「人間の役に立つ」はずが、害虫扱い! 憐れなセイヨウオオマルハナバチ
逃げ出したセイヨウオオマルハナバチが在来種を駆逐
しかし、本種は導入時より、外来種としてのリスクが生態学者の間で議論されていました。大陸で進化したセイヨウオオマルハナバチが日本列島で野生化した場合、日本の生態系に重大な影響を及ぼすのではないかと懸念されたのです。とくに、日本にも在来のマルハナバチ種が生息しており、セイヨウオオマルハナバチは、それら在来種を駆逐する恐れが高いと考えられました。 そして、その懸念は、かなり早い段階で現実のものとなりました。北海道でハウスから逃げ出したセイヨウオオマルハナバチが定着している、すなわち、野外で巣を作り、繁殖していることが1996年に初めて報告されたのです。そしてその分布は年々拡大を続け、日本在来のマルハナバチの栄養場所を奪うなどして、その生息域を圧迫するようになってしまったのです。 その後、国立環境研究所を中心とする農林水産省予算の研究プロジェクトにより在来種に悪影響を及ぼすという調査結果がまとめられ、2006年にセイヨウオオマルハナバチは環境省の外来生物法によって特定外来生物という規制対象種にリストされました。これにより、現在では、環境大臣の飼養許可を受けた上で、ハチが逃げ出さないように規定の網を張ったハウス内でしか本種は使用できなくなっています。農業現場の救世主は、いまや「牢獄」に閉じ込められた有害外来生物という烙印を押されたことになります……。

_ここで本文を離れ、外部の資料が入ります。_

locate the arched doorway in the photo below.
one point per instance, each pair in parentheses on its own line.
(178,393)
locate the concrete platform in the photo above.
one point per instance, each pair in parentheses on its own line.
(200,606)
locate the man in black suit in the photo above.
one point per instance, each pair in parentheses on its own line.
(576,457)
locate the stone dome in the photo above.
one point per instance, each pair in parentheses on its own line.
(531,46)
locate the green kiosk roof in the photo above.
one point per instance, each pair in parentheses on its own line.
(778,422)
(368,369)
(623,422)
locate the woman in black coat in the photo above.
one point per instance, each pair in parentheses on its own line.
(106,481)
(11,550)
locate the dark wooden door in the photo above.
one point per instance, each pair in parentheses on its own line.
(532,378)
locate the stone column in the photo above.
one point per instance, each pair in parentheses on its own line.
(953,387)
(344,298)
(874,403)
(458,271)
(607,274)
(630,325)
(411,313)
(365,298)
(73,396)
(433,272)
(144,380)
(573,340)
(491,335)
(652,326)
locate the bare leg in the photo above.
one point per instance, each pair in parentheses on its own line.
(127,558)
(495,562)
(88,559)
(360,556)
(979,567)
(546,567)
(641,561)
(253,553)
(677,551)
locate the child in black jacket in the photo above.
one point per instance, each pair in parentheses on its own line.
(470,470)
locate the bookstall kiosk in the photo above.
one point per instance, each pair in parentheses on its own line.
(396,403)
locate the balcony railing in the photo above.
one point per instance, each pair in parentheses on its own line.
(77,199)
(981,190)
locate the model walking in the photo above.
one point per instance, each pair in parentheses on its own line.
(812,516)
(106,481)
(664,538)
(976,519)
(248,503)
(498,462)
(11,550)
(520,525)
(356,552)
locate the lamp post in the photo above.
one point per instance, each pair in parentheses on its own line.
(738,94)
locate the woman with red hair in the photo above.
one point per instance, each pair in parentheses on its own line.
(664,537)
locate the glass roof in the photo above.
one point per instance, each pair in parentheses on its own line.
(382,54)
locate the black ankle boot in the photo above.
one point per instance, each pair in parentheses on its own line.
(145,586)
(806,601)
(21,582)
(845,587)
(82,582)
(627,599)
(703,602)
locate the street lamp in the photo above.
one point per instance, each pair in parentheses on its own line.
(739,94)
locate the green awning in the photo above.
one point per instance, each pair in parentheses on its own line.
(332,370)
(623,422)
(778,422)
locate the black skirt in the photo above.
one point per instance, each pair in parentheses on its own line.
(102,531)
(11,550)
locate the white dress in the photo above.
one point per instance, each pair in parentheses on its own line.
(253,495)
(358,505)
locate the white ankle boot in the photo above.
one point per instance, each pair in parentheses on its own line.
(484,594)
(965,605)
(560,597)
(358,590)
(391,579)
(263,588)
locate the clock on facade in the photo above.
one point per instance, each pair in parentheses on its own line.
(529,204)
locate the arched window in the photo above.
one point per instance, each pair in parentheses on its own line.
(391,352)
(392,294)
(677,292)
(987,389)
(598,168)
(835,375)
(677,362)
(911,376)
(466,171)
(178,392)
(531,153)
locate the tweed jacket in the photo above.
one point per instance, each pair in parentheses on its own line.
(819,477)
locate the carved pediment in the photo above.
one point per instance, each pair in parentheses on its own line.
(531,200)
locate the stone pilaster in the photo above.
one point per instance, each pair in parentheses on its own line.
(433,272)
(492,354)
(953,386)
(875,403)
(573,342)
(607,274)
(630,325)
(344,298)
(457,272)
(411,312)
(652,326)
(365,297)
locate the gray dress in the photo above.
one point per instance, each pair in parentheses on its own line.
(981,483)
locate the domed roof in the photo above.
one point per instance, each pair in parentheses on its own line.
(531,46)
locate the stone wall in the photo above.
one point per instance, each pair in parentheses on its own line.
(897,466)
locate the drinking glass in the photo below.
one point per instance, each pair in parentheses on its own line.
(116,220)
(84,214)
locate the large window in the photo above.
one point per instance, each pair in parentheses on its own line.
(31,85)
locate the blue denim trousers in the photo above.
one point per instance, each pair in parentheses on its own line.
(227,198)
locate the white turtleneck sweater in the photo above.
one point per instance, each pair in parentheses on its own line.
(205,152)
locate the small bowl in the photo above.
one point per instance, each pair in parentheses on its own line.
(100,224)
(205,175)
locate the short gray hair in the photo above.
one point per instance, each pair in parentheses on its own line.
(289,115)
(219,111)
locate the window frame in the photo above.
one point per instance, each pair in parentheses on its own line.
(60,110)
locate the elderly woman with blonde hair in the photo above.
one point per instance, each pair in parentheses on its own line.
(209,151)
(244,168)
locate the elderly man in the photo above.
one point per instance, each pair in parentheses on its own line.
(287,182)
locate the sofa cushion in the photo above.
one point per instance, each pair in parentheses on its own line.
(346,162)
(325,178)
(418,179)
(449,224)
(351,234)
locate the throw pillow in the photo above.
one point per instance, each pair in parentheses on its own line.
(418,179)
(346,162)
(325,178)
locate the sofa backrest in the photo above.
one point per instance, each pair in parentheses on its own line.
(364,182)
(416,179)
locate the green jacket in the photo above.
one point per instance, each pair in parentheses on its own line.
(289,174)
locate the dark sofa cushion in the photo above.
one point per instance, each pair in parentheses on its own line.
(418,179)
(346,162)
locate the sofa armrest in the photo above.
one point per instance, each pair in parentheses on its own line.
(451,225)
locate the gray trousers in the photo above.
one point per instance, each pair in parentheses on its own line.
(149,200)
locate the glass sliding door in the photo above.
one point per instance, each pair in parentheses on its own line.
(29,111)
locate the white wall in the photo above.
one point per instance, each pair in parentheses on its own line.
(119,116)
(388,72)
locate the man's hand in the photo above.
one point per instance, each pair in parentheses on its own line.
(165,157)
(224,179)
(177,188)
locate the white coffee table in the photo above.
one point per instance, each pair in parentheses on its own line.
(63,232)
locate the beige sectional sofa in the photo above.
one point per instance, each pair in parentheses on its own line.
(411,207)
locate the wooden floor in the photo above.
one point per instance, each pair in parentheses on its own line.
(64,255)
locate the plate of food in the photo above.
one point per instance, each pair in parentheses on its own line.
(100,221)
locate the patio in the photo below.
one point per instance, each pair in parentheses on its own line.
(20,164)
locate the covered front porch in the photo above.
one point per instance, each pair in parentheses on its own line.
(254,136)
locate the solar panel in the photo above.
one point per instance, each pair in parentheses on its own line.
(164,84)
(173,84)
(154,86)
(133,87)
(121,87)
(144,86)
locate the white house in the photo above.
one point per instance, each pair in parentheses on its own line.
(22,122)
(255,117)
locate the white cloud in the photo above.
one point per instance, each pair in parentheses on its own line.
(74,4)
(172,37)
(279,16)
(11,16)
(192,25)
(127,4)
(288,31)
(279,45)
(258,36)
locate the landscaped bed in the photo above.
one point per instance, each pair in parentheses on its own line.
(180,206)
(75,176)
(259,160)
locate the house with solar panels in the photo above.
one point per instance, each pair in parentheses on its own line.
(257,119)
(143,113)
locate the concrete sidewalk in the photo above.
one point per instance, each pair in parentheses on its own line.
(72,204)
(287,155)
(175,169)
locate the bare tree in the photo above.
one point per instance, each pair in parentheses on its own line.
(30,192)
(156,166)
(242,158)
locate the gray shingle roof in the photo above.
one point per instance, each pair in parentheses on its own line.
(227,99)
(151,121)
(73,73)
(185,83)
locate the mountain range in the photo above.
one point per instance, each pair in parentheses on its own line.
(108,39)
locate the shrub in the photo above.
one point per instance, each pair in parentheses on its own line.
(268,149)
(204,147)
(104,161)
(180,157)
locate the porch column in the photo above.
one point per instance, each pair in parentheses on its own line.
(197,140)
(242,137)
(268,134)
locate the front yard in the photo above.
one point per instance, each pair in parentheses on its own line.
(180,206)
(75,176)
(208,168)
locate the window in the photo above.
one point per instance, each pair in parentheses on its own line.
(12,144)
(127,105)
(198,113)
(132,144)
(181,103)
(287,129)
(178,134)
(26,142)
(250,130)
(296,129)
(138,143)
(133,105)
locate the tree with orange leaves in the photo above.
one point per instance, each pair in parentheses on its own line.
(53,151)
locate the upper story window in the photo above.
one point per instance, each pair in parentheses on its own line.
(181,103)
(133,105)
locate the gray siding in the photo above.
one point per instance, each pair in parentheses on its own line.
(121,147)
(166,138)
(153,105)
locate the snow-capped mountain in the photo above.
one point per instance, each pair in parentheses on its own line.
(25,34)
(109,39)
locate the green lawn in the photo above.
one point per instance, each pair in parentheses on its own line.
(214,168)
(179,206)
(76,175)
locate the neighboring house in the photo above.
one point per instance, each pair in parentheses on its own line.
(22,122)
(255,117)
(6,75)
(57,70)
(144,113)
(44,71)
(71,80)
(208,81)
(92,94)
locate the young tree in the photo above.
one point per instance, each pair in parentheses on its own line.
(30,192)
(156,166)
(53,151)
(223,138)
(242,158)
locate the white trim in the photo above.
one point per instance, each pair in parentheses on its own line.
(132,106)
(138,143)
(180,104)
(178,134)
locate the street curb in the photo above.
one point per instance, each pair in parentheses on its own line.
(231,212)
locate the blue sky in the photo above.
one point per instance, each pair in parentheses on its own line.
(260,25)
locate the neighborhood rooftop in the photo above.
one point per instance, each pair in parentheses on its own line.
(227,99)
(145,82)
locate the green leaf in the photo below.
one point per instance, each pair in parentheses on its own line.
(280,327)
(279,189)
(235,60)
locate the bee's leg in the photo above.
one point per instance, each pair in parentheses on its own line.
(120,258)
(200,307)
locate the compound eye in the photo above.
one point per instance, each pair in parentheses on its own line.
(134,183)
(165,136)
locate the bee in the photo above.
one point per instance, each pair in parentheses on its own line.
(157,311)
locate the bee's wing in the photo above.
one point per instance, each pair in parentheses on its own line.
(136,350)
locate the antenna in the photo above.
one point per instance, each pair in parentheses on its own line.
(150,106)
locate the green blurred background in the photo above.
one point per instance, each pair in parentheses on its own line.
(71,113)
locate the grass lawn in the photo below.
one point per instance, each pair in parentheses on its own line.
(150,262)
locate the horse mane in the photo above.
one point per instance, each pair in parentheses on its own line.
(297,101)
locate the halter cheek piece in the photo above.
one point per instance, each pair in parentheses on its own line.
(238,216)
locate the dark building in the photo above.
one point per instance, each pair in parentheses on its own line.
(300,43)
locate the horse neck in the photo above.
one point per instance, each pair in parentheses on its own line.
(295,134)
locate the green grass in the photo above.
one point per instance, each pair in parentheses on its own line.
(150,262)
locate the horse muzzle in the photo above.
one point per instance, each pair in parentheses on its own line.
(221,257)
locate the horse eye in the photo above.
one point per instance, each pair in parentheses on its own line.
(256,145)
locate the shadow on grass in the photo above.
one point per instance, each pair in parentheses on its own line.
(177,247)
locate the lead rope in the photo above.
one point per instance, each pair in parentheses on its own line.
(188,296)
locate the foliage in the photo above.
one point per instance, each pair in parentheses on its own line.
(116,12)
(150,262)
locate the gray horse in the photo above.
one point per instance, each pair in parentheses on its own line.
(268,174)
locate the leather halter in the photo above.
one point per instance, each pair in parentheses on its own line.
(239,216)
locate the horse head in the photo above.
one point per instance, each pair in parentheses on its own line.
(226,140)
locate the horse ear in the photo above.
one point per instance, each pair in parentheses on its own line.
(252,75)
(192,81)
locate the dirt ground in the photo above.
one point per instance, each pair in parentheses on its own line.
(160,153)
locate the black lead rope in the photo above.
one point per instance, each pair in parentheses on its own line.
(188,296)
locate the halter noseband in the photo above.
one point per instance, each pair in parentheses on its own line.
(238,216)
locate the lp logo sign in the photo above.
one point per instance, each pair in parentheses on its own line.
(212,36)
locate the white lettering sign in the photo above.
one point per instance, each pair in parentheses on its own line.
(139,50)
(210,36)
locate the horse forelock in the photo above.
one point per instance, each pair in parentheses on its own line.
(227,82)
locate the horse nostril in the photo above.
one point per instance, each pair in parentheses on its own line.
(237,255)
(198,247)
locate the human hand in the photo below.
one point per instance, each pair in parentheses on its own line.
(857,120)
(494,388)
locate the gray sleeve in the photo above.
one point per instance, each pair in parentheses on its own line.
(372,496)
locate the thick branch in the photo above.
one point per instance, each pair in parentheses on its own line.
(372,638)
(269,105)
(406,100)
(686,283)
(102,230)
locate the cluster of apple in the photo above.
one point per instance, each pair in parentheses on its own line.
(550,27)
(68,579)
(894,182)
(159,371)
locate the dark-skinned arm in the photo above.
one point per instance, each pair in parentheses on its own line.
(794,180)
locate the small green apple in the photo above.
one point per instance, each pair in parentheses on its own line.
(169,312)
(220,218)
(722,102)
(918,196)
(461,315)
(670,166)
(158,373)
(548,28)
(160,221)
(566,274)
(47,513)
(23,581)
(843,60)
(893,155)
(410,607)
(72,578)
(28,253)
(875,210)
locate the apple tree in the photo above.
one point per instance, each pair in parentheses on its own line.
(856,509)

一方、輸入と使用の段階で許可制という規制がかけられたものの、すでに野生化したセイヨウオオマルハナバチ個体群はいまでも繁殖を続けており、その分布域は知床半島や大雪山など貴重な自然が残るエリアにまで拡大しつつあります。次の課題は、野生化したセイヨウオオマルハナバチの駆除となります。本来ならばポリネーターとして保護されるべき昆虫の駆除作業など、ほかの国でも例を見ません。 北海道庁は、2007年よりボランティアを募って、マルハナバチバスターズと命名し、全道的にセイヨウオオマルハナバチの網による捕獲活動を展開しています。毎年数万にのぼるセイヨウオオマルハナバチが捕獲され続けていますが、その捕獲数は減ることはなく、効果の見えない捕獲作業の連続にバスターズの皆さんのモチベーションも低下して来ており、とにかく効率的な防除手法の開発が求められています。 飼育および野生の巣の調査から、セイヨウオオマルハナバチは、その増殖率が在来種以上に高いため、網で捕獲してもほとんど間引き効果ぐらいしか期待できないことが考えられました。そもそも網を振って害虫退治ができるなら昔から農薬業界なんて不要のはずです。